Bill Meara, producer of the popular SolderSmoke Podcast, recently recorded audio echoes on a couple of his home brew regenerative receivers. Bill posted the following video, of his regen receiver tuned to China Radio International:
The fact that Bill measured a .133 second delay (the amount of time it would take for a signal to circle the globe), makes me believe he’s hearing an echo similar to Lyle. But I must admit, I’m a bit amazed that a faint AM echo could penetrate blowtorch signals like CRI and Brother Stair’s relay generate State side.
Readers:What’s going on here? Is Bill catching rare propagation openings–or perhaps ducting in the Earth’s magnetosphere and ionosphere–or is there another explanation?
Two weeks ago, at the W4DXCC conference in Tennessee, I met Lyle Juroff (K9FIK). Not only did I find that Lyle and I had many radio interests in common, but he also told me a story about hearing, recording and analyzing a double echo on the HF bands. I asked if he would explain in an email and include the recording so that I could share it on the SWLing Post. He kindly agreed!
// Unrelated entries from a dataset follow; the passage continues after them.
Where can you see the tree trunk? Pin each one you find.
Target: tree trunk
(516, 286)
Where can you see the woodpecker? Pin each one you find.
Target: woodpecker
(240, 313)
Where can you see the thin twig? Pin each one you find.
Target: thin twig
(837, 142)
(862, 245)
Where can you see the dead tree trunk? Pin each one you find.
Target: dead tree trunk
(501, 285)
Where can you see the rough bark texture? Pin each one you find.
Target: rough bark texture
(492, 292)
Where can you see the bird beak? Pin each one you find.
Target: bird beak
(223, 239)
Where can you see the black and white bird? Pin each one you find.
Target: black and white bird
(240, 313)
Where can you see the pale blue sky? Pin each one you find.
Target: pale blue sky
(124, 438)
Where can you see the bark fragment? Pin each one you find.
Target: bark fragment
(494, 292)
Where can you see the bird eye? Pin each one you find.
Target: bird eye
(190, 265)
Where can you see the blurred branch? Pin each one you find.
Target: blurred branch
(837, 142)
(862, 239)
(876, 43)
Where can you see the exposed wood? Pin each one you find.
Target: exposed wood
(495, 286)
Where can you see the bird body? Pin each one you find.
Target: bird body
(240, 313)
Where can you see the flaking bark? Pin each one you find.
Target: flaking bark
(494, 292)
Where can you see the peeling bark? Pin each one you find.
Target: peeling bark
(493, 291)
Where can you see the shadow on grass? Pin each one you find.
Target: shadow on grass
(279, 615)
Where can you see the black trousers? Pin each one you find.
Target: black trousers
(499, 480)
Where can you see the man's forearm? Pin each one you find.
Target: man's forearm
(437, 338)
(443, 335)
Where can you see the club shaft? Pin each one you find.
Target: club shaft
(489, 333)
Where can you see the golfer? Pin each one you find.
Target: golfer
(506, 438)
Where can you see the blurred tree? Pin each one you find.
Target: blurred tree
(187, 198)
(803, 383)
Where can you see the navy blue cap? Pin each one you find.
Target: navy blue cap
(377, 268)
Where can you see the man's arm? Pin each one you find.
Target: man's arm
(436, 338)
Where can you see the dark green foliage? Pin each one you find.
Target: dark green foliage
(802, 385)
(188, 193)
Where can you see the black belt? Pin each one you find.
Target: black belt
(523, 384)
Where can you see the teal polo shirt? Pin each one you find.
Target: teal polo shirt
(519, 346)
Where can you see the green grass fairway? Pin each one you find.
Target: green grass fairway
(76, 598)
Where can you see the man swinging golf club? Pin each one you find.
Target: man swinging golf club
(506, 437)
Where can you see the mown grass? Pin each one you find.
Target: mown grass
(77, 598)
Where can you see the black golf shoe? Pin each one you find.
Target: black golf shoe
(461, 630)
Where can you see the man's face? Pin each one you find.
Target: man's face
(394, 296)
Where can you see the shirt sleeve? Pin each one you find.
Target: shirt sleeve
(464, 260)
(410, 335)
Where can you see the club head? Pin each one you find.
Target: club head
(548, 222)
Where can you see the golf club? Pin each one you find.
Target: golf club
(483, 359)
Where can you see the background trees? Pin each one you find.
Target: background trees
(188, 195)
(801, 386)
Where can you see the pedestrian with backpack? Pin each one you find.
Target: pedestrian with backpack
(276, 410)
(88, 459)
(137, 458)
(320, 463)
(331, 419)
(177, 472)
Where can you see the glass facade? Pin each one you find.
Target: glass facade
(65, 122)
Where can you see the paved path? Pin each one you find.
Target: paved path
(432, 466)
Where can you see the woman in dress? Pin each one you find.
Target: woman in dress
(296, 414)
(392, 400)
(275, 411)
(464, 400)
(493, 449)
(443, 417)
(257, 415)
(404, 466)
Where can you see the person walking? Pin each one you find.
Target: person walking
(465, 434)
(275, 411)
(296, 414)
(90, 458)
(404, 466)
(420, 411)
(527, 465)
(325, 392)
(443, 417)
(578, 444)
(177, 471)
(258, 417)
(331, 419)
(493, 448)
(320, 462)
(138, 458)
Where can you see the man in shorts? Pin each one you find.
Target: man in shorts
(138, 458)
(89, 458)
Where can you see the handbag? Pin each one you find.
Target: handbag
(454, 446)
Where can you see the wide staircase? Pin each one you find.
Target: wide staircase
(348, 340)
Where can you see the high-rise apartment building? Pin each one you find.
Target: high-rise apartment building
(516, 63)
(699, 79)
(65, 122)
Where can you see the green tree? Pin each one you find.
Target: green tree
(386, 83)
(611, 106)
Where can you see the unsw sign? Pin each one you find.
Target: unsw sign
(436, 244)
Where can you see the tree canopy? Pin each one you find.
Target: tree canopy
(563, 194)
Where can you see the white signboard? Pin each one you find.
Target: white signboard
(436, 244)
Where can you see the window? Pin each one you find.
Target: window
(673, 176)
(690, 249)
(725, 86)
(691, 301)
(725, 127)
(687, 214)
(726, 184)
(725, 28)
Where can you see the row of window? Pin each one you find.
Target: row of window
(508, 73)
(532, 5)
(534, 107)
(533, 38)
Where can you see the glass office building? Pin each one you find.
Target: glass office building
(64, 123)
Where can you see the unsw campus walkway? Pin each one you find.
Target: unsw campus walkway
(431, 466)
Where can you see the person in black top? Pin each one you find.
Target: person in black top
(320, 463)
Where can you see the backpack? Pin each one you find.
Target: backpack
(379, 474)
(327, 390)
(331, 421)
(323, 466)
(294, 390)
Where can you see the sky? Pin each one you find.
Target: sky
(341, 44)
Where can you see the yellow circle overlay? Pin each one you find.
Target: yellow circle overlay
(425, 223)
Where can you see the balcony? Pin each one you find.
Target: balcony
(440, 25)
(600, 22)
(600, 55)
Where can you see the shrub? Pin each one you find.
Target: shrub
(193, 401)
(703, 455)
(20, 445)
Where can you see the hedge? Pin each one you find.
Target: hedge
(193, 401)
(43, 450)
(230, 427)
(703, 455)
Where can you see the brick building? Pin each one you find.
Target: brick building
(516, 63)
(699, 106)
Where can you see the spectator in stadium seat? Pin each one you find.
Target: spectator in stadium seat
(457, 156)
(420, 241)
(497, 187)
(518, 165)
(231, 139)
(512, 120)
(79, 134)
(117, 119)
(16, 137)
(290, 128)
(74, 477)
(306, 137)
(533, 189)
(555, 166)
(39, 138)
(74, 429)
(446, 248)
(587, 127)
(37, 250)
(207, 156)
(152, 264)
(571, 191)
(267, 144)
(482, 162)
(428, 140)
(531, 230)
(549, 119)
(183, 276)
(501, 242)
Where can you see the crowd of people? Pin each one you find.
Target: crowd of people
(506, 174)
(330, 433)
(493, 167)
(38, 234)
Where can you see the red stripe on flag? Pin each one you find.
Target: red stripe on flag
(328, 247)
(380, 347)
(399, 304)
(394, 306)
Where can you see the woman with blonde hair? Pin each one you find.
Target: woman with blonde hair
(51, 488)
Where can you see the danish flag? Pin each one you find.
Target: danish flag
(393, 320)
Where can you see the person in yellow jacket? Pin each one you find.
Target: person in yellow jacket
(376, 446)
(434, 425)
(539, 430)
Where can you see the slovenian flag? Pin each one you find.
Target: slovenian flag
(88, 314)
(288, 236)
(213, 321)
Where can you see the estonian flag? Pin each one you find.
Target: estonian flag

I worked a DX station [9A1A] on 10 meters this past spring. As the band improved, I heard an echo develop on his signal and guessed it might be long path so I began recording the audio. I then began to hear a double echo and looked at the waveform on AUDACITY. The timing marks on AUDACITY indicated 140 milliseconds between echos.
I went to Wolfram Alfa, one of my go-to sights for things I can’t remember, and looked up the earth circumference. It not only gave me the distance but also the time to travel it at the speed of light, 133 milliseconds. Not sure if everyone working DX has heard this sort of thing, I played the recording at the next East Tennessee DX Association meeting. Nobody said they had heard that kind of double echo.